🤖 AI Summary
This study addresses the bottleneck in surgical video analysis—downstream tasks (e.g., surgical phase recognition) requiring extensive expert annotations for fine-tuning. We propose a no-retraining, transferability evaluation method based on pretrained model embedding features. For the first time, we systematically benchmark three source-agnostic metrics—LogME, H-Score, and TransRate—on the RAMIE and AutoLaparo datasets. Results show LogME (especially with subset-min aggregation) achieves the highest correlation with actual fine-tuning performance; H-Score exhibits limited predictive power, while TransRate suffers from rank reversal. Our key contribution is identifying the discriminative failure of existing metrics when candidate models yield comparable performance, and proposing a principled model selection strategy that jointly considers feature diversity and validation fidelity. This approach significantly reduces annotation dependency and improves the efficiency of selecting optimal transferable models for surgical video analysis.
📝 Abstract
Fine-tuning pre-trained models has become a cornerstone of modern machine learning, allowing practitioners to achieve high performance with limited labeled data.

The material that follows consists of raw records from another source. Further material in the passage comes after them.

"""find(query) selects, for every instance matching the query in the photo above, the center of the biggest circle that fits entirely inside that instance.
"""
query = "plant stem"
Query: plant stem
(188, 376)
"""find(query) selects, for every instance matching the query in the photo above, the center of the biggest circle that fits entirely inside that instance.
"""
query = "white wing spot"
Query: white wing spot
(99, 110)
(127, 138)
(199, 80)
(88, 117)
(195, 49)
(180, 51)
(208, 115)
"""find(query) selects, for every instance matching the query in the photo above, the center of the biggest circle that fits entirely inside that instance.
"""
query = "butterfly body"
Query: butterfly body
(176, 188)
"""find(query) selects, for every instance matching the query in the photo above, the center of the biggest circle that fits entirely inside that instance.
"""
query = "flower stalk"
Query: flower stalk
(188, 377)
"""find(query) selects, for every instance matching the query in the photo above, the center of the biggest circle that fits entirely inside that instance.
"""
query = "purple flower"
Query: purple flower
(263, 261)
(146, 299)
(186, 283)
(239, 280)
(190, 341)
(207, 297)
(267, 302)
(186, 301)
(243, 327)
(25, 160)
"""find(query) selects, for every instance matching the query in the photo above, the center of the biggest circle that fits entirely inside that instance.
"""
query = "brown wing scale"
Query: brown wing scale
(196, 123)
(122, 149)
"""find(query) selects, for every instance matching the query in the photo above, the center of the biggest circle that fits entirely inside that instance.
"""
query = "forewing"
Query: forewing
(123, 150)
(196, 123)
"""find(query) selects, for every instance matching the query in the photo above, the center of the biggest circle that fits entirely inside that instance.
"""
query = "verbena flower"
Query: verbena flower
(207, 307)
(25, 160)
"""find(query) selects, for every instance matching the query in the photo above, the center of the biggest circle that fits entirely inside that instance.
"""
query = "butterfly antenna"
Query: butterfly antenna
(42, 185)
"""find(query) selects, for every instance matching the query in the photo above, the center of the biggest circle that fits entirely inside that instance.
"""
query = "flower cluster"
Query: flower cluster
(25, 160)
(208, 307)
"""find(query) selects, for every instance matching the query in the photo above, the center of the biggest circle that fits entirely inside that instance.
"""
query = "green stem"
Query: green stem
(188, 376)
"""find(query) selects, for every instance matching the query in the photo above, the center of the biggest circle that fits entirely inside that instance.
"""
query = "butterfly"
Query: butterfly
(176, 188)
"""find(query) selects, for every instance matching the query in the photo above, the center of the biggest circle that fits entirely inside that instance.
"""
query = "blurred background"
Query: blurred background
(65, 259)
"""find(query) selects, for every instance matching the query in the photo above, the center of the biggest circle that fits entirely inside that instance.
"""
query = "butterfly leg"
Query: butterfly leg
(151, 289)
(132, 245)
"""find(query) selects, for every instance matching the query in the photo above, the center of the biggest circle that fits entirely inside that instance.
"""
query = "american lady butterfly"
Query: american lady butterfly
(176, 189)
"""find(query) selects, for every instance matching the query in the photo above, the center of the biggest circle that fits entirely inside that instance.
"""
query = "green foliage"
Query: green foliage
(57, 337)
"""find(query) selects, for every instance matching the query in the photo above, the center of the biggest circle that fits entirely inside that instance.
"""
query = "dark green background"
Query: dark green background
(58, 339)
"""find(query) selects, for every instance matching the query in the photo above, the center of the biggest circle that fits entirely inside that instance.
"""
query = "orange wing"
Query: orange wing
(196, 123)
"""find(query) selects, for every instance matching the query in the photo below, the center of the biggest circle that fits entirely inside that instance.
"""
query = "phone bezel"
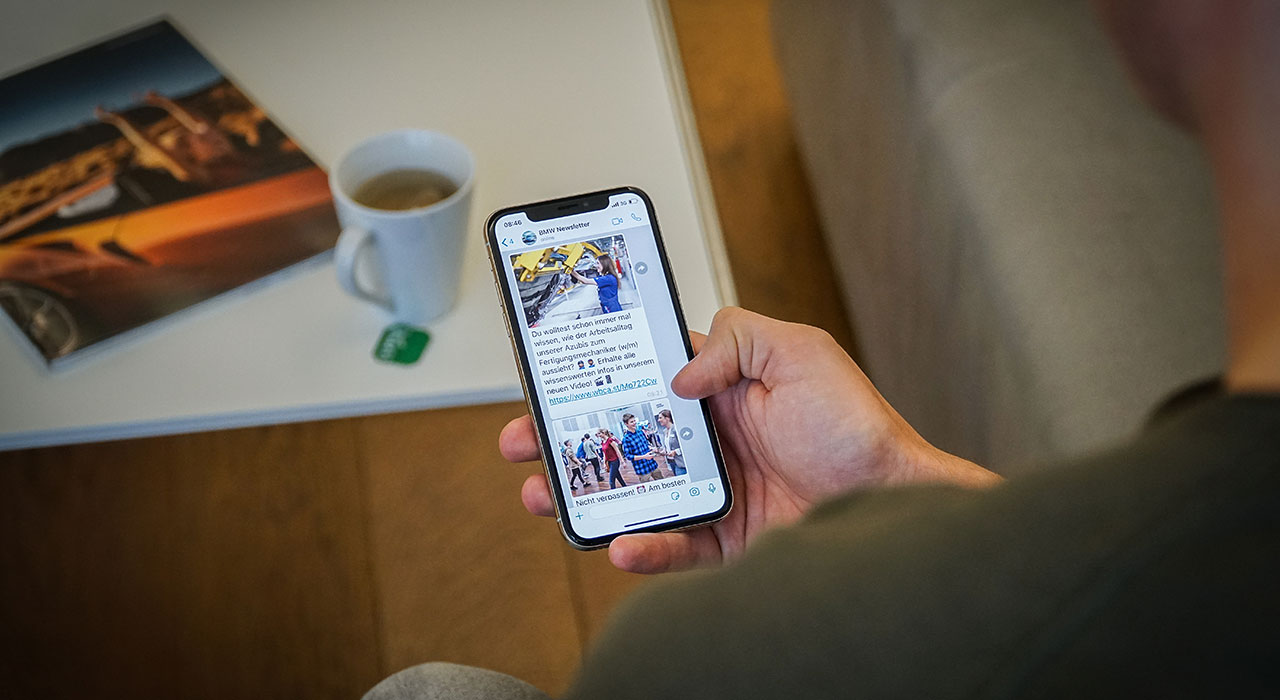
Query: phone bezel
(575, 205)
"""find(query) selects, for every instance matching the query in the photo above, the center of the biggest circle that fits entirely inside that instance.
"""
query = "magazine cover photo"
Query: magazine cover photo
(137, 181)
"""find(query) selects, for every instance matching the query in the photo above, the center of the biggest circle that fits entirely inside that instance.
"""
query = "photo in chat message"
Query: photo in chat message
(575, 280)
(621, 452)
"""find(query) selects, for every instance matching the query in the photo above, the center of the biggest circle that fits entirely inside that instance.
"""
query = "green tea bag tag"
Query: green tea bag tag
(401, 343)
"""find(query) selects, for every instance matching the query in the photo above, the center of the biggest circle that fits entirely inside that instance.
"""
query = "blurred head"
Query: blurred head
(604, 264)
(664, 419)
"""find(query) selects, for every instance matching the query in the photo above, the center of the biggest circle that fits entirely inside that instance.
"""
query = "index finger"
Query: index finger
(519, 440)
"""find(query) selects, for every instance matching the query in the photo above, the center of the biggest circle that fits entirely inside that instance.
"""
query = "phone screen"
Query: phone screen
(598, 332)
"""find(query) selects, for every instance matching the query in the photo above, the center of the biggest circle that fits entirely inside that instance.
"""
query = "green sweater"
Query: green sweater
(1150, 571)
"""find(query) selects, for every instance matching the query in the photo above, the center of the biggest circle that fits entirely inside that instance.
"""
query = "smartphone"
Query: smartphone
(595, 324)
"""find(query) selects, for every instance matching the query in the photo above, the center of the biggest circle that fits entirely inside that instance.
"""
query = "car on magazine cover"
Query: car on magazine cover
(76, 286)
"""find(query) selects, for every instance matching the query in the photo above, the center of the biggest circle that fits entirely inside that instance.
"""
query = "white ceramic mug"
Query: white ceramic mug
(407, 261)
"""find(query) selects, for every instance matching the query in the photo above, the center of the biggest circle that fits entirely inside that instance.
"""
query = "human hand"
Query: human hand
(799, 422)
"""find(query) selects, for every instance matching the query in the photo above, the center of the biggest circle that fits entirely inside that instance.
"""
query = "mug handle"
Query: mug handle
(352, 245)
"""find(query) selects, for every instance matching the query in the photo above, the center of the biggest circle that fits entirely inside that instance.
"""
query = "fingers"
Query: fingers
(519, 440)
(658, 553)
(696, 339)
(536, 495)
(737, 347)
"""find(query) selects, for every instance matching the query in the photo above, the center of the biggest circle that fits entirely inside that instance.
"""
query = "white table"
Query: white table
(553, 97)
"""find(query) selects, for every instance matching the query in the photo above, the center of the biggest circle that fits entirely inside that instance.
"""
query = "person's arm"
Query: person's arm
(772, 385)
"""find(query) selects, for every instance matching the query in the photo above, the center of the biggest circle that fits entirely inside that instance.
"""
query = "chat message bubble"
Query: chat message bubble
(597, 362)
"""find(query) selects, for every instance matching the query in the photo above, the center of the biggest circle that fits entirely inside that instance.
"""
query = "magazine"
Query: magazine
(137, 181)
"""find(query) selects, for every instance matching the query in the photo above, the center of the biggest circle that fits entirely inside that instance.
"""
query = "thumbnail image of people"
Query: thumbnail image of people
(575, 280)
(620, 447)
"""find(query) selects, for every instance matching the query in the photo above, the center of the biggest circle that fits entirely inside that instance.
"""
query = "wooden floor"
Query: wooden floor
(310, 561)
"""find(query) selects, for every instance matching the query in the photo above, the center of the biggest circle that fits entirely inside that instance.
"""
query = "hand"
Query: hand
(799, 422)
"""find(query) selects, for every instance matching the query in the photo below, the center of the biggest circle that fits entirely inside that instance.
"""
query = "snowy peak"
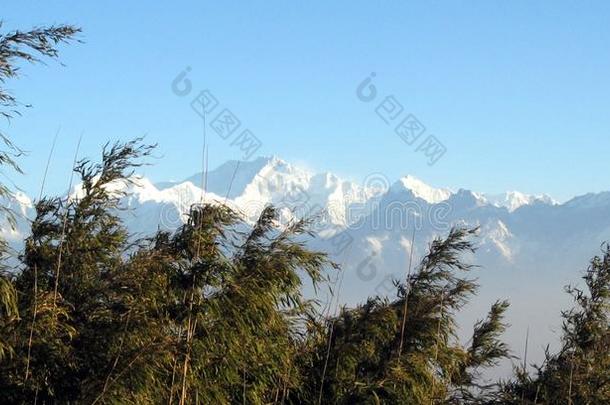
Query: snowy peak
(421, 190)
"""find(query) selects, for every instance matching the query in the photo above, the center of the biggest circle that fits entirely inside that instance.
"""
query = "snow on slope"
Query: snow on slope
(529, 246)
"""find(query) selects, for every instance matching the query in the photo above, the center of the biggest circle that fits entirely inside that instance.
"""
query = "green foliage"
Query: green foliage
(214, 312)
(579, 373)
(17, 47)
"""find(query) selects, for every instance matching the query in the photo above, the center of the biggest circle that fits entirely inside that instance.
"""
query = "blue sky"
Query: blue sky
(518, 92)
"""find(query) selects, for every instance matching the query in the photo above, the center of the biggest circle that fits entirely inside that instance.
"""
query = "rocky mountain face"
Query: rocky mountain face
(529, 246)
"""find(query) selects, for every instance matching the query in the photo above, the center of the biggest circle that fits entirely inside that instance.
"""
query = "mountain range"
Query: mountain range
(530, 246)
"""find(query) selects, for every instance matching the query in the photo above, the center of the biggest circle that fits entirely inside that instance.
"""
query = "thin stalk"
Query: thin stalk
(34, 315)
(64, 225)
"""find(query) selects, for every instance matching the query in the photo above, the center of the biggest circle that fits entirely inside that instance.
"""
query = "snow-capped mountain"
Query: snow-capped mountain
(529, 246)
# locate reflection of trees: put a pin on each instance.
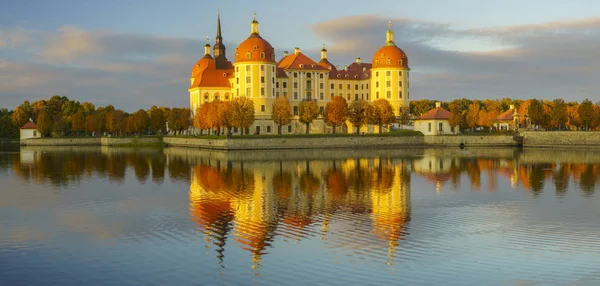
(588, 179)
(561, 179)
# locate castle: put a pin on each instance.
(256, 74)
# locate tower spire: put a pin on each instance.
(254, 25)
(219, 48)
(389, 35)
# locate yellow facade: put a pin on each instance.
(264, 80)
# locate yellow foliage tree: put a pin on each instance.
(357, 114)
(282, 112)
(242, 113)
(381, 113)
(336, 112)
(309, 111)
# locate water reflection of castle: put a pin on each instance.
(257, 202)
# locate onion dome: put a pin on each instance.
(390, 55)
(255, 48)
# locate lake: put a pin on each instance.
(176, 216)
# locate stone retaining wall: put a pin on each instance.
(561, 139)
(340, 142)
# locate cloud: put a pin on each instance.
(548, 60)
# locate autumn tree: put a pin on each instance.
(472, 116)
(242, 113)
(141, 121)
(586, 113)
(309, 111)
(357, 113)
(456, 116)
(186, 116)
(157, 119)
(77, 122)
(115, 122)
(381, 113)
(22, 114)
(282, 112)
(404, 115)
(336, 112)
(174, 120)
(573, 121)
(536, 112)
(200, 118)
(44, 124)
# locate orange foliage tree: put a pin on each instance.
(309, 111)
(282, 112)
(242, 113)
(77, 122)
(336, 112)
(381, 113)
(44, 124)
(357, 113)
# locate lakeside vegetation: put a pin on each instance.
(63, 117)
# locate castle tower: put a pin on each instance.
(255, 72)
(390, 74)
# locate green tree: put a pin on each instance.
(586, 113)
(381, 113)
(559, 114)
(456, 116)
(242, 113)
(174, 120)
(282, 112)
(357, 113)
(336, 112)
(44, 124)
(22, 114)
(309, 111)
(140, 121)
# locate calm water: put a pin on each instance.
(110, 216)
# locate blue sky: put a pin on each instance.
(136, 54)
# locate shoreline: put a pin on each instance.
(527, 139)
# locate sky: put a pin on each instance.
(134, 54)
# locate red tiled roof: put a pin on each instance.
(298, 61)
(281, 73)
(206, 74)
(355, 71)
(29, 125)
(436, 113)
(506, 115)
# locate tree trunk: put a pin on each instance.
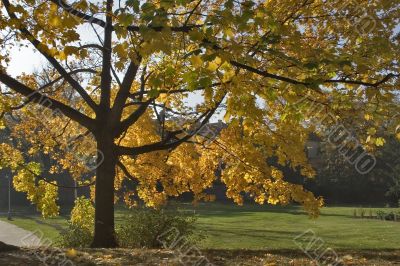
(104, 231)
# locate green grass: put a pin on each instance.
(266, 227)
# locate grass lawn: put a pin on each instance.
(266, 227)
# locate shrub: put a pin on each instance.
(381, 214)
(81, 225)
(152, 228)
(75, 237)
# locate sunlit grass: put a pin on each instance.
(264, 227)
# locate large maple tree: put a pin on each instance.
(126, 71)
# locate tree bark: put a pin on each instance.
(104, 231)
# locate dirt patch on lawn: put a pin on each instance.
(69, 257)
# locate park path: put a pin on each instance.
(16, 236)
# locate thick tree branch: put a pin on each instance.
(123, 92)
(91, 19)
(132, 118)
(106, 79)
(167, 143)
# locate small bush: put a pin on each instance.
(75, 237)
(152, 228)
(80, 227)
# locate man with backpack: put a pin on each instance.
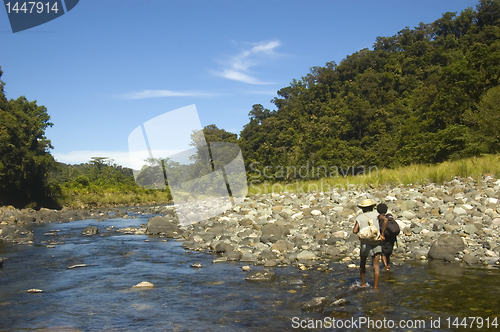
(368, 247)
(389, 228)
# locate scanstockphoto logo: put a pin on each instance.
(25, 15)
(205, 179)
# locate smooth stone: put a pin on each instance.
(470, 229)
(314, 303)
(34, 290)
(248, 258)
(144, 284)
(408, 215)
(220, 260)
(446, 246)
(260, 275)
(306, 254)
(90, 230)
(459, 211)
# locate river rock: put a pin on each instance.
(233, 255)
(144, 284)
(34, 290)
(446, 247)
(272, 233)
(306, 254)
(160, 225)
(260, 275)
(90, 230)
(314, 304)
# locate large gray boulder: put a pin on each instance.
(90, 230)
(446, 247)
(272, 233)
(161, 225)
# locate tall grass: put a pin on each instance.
(474, 167)
(112, 196)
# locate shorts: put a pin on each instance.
(387, 247)
(369, 250)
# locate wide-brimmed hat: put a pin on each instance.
(367, 203)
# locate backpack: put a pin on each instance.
(369, 234)
(392, 229)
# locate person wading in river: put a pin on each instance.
(366, 249)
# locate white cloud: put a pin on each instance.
(119, 157)
(237, 67)
(164, 93)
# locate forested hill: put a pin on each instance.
(424, 95)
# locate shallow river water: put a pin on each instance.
(424, 296)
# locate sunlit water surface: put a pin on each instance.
(216, 297)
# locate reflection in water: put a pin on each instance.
(100, 297)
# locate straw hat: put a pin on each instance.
(367, 203)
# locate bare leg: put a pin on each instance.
(385, 260)
(376, 270)
(362, 270)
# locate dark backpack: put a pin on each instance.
(392, 229)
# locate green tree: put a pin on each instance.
(24, 153)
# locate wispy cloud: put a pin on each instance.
(237, 67)
(164, 93)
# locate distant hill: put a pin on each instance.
(424, 95)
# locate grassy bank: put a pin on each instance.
(94, 196)
(474, 167)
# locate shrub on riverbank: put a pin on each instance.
(474, 167)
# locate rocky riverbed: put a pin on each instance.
(458, 221)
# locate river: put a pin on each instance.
(216, 297)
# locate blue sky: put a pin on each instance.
(108, 66)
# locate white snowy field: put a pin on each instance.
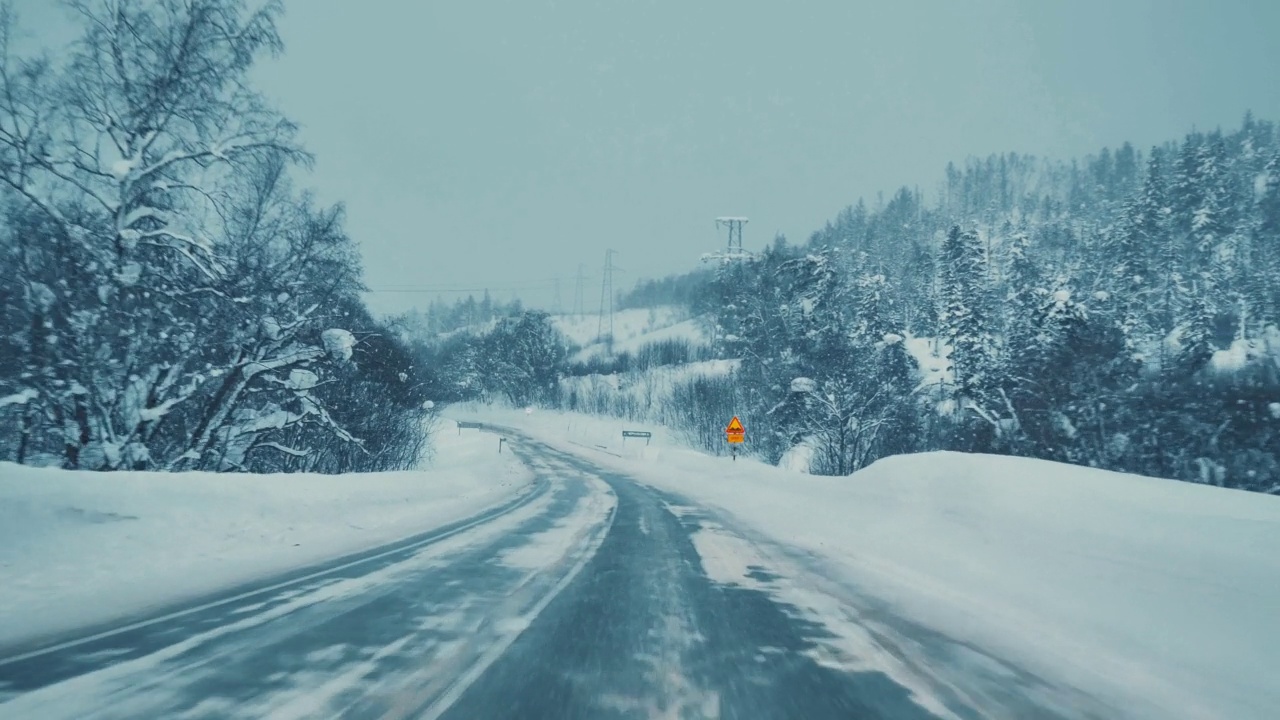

In surgical video analysis, where expert annotations are especially time-consuming and costly, identifying the most suitable pre-trained model for a downstream task is both critical and challenging. Source-independent transferability estimation (SITE) offers a solution by predicting how well a model will fine-tune on target data using only its embeddings or outputs, without requiring full retraining. In this work, we formalize SITE for surgical phase recognition and provide the first comprehensive benchmark of three representative metrics, LogME, H-Score, and TransRate, on two diverse datasets (RAMIE and AutoLaparo). Our results show that LogME, particularly when aggregated by the minimum per-subset score, aligns most closely with fine-tuning accuracy; H-Score yields only weak predictive power; and TransRate often inverses true model rankings. Ablation studies show that when candidate models have similar performances, transferability estimates lose discriminative power, emphasizing the importance of maintaining model diversity or using additional validation. We conclude with practical guidelines for model selection and outline future directions toward domain-specific metrics, theoretical foundations, and interactive benchmarking tools.